Las distintas caracterizaciones se reflejan también en la
actitud, más refinada o ruda, respectivamente. Un personaje especial en este
sentido es el secretario, que, aunque en el fondo es igual a los del pueblo, es
más sibilino, más sutil, aunque termine adoptando medidas heroicas arrojando un
petardo a la cara del tío. El nombre de los personajes ya anuncia su atributo:
Acisclo Arrambla Pael, Perniles, Garibaldi, Morrones, etc. El antiguo
representante se
llama Demetrio Sánchez Cunero, segundo apellido que corresponde
al candidato de un partido político que se presenta por una circunscripción
electoral a la que no pertenece. Y, naturalmente, las diferencias se notan del
mismo modo en el lenguaje, más cuidado y ampuloso en los de ciudad, más
costumbrista en los del pueblo, siendo antológica la floripóndica competición
oratoria entre el tío y el secretario.
El lenguaje de la obra está lleno de equívocos, juegos de
palabras, etc., con el objeto de provocar la risa en los espectadores, siendo
bastante común a todos los personajes: “Se subió a un árbol. Pues ya no tiene
edad para andarse por las ramas”, “Igualdá. Igual da, pero quítatelo”, etc. Estos
giros graciosos del lenguaje también se refieren, lógicamente, a la situación
política, eje central de la obra: “Cojan ustedes los taburetes que las sillas
son para los amigos políticos”, “Que me ha tirao dos coces el macho, porque lo
tienen
enseñao a cocear a los republicanos”, “Como yo sé que tú llevas los
libros de una forma especial, como persona que sabe muy bien lo que se lleva”,
etc. A pesar de esta apariencia alegre y desenfadada, el mensaje político está
muy claro y el lenguaje se torna serio y profundo en algunas sustanciosas
conversaciones: “Porque aquí, para que le dejen respirar a uno y no le quemen
la cosecha y le maten el ganao, tie que votar lo que usté quiera y ser esclavo
de usté”.
La antigüedad de la obra queda patente en algunos
detalles como un mechero al que en vez de bencina le echan anís del Mono y en
referencias a la actualidad (una realidad como un rascacielos), a los políticos
de la época (Sánchez de Toca, La Cierva, Lerroux, Sagasta) o a los literatos
(Azorín), que no es fácil que sean entendidas por el público y que podrían
suprimirse sin perjuicio. Sin embargo, siempre son de actualidad los temas
tratados, machismo, celos, violencia, y, por supuesto, la corrupción política.
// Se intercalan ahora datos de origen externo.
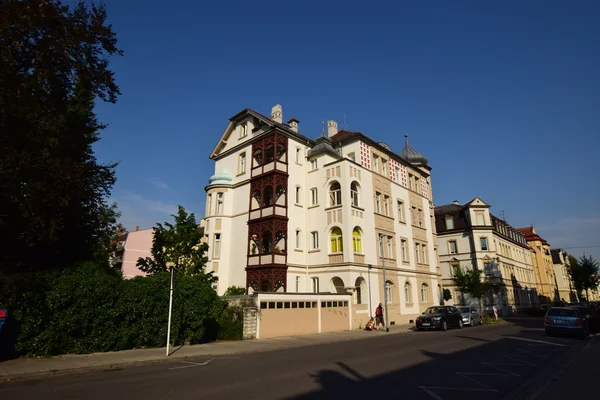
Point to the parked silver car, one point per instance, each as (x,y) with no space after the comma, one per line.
(470,316)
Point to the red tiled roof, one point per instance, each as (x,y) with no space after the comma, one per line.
(342,135)
(530,236)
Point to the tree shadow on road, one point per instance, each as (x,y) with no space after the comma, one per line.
(491,369)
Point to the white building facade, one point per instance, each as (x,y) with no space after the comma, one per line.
(288,213)
(470,237)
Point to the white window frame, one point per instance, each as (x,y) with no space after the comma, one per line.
(242,163)
(217,245)
(314,196)
(401,217)
(450,247)
(219,205)
(404,249)
(487,243)
(315,240)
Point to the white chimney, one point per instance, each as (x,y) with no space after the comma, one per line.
(277,113)
(293,122)
(331,128)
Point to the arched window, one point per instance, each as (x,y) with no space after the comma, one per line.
(360,290)
(268,196)
(336,285)
(389,291)
(357,241)
(219,203)
(257,157)
(267,243)
(354,193)
(281,155)
(336,240)
(269,153)
(335,194)
(424,293)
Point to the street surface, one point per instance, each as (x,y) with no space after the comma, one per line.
(473,363)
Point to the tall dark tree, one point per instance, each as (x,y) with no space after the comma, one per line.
(54,64)
(584,274)
(178,245)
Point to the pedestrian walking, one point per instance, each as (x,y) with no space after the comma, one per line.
(379,316)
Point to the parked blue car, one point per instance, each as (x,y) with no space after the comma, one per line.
(566,320)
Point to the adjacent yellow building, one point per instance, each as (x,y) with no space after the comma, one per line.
(543,265)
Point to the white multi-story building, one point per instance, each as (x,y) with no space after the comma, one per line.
(288,213)
(470,237)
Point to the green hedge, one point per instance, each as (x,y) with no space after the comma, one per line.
(92,309)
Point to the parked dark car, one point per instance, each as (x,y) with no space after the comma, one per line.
(566,320)
(470,316)
(440,317)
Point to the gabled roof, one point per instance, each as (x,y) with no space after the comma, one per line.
(477,202)
(262,119)
(531,235)
(447,209)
El elenco de actores demuestra una capacitación técnica y
una unidad interpretativa encomiables, fruto sin duda del trabajo conjunto con
el director. Todos están muy metidos en su papel, tanto con texto como sin él,
demostrando el arte de la totalidad de la teoría teatral como unificación de
los distintos lenguajes, el texto y
la expresión corporal. La expresión
gestual, dentro de su sencillez, revela claramente el pensamiento, parte de las
ideas con las que concuerda y sincroniza. En algún caso hay gestos
innecesarios, exagerados, propios de la pantomima, repetitivos, que no
responden a la diversidad: los antiguos decían que las cosas dos veces
repetidas agradan, sin embargo, más de dos veces pueden desagradar. No debe
buscarse la risa fácil. No obstante, lo anterior queda compensado por la
expresión de un teatro más moderno en algunos momentos, en el que el silencio es más poderoso que las palabras, que se acercaría, salvando las distancias, a una de las formas teatrales más antiguas del mundo, el Kathakali, originario de la India, que incluye un complicado lenguaje de gestos y movimientos del cuerpo, o al teatro gestual, caracterizado por el uso del lenguaje corporal como elemento primero.